Handling transient faults

APIs MUST be designed to handle transient faults caused by temporary network issues, timeouts, or service disruptions. Clients SHOULD implement retry strategies to maintain reliability without overwhelming the system.

Identifying transient faults

The API MUST clearly define transient faults and distinguish them from permanent failures.

The API MUST specify which HTTP status codes indicate transient faults that are safe to retry:

5xx errors (e.g. 500 Internal Server Error) indicate server-side faults.
Some 4xx errors MAY also be transient and safe to retry, such as:
429 Too Many Requests (after respecting Retry-After).
408 Request Timeout, if caused by temporary network issues.
409 Conflict, if due to a temporary resource state.

Retry strategies

Clients MUST ensure retries do not introduce unintended side effects. APIs MUST be idempotent where possible.

If an API returns Retry-After, clients MUST wait before retrying.
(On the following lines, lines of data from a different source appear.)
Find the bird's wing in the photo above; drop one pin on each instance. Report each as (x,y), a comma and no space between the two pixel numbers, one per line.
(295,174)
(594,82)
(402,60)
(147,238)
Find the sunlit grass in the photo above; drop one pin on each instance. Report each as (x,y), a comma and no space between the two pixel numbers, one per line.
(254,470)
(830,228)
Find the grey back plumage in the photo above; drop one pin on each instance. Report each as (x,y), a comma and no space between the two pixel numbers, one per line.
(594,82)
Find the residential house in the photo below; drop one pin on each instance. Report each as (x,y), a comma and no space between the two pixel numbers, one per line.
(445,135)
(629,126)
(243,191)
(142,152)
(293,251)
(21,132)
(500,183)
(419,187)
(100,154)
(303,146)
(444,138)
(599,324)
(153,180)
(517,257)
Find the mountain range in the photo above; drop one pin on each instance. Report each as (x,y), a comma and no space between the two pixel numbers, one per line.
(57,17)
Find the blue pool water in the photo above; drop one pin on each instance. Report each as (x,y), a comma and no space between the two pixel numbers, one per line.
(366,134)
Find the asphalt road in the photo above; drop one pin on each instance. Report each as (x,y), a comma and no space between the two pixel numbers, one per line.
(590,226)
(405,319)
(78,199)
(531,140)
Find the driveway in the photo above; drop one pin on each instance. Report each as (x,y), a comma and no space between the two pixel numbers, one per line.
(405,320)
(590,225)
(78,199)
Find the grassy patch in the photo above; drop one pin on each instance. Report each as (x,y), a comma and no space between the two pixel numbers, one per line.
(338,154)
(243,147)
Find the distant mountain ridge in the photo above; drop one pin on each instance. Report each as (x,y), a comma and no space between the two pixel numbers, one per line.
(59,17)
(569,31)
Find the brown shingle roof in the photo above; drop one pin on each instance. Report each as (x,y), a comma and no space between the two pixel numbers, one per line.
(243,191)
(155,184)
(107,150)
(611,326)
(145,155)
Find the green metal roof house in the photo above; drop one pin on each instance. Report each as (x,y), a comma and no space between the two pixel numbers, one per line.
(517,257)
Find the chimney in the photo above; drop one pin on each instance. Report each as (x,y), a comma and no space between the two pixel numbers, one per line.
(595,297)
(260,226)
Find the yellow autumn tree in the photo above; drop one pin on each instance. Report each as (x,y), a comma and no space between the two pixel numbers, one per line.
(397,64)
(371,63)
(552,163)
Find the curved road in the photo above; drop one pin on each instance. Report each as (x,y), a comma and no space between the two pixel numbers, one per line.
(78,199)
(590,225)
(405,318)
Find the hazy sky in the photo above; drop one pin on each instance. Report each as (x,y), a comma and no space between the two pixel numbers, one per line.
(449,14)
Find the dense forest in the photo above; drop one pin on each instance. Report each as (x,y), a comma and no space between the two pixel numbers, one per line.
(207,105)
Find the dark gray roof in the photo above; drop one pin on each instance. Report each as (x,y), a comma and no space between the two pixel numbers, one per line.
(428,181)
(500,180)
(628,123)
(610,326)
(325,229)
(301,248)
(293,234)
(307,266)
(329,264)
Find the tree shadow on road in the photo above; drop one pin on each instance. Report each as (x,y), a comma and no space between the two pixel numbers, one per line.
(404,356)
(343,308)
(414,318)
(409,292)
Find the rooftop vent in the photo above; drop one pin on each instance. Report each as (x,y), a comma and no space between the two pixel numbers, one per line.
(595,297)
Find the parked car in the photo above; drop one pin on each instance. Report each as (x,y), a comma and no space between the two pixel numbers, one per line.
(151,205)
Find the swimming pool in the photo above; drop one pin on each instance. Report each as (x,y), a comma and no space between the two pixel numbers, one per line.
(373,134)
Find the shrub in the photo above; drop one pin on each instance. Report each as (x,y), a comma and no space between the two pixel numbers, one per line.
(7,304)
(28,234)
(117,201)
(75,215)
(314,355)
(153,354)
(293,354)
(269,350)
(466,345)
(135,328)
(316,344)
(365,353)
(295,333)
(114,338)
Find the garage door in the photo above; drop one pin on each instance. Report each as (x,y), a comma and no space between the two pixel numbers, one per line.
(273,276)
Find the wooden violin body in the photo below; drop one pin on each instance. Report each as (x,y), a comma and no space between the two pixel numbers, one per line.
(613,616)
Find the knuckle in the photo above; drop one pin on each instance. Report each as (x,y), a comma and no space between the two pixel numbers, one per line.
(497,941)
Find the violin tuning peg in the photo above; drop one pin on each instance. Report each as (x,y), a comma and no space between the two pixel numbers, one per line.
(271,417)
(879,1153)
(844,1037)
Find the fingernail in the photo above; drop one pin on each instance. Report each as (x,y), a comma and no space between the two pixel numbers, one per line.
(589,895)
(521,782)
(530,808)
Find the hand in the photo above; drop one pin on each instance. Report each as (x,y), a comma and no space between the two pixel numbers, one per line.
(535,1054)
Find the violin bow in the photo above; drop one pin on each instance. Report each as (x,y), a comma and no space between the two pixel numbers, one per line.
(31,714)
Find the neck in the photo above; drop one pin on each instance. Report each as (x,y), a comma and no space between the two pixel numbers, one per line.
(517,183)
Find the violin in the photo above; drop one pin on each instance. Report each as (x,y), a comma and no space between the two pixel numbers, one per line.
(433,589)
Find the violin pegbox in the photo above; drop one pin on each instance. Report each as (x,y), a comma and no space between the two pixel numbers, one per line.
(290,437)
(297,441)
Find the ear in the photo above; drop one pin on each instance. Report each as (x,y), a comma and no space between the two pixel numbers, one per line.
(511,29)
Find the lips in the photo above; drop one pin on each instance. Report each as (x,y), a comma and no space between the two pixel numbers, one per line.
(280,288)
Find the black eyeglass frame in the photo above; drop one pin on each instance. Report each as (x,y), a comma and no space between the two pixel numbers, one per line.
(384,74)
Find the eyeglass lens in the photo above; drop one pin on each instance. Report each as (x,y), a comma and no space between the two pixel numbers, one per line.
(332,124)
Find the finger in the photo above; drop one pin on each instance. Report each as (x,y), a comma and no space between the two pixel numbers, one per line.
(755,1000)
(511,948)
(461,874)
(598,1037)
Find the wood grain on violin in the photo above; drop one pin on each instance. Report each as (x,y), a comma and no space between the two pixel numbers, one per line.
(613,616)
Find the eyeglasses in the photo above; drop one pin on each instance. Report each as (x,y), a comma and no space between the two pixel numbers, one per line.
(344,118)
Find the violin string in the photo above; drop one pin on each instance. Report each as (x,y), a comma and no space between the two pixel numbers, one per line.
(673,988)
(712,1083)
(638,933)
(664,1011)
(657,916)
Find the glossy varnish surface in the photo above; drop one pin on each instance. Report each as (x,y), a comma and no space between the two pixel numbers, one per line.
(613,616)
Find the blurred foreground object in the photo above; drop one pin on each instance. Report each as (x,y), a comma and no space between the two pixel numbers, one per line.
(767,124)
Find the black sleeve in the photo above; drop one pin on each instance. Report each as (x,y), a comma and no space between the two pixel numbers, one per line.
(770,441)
Clients SHOULD use exponential backoff with jitter to avoid spikes in retry traffic.

The API SHOULD document:

The maximum number of retry attempts before a failure is considered permanent.
Recommended wait times between retries.
Rate limits to avoid excessive retries.

Additional RECOMMENDATIONS:

APIs SHOULD use circuit breakers to prevent repeated calls when a service remains unavailable.
Clients SHOULD randomise retries to prevent simultaneous retry bursts.
If the API is deployed on Apigee, it MUST integrate with Apigee's transient fault handling features.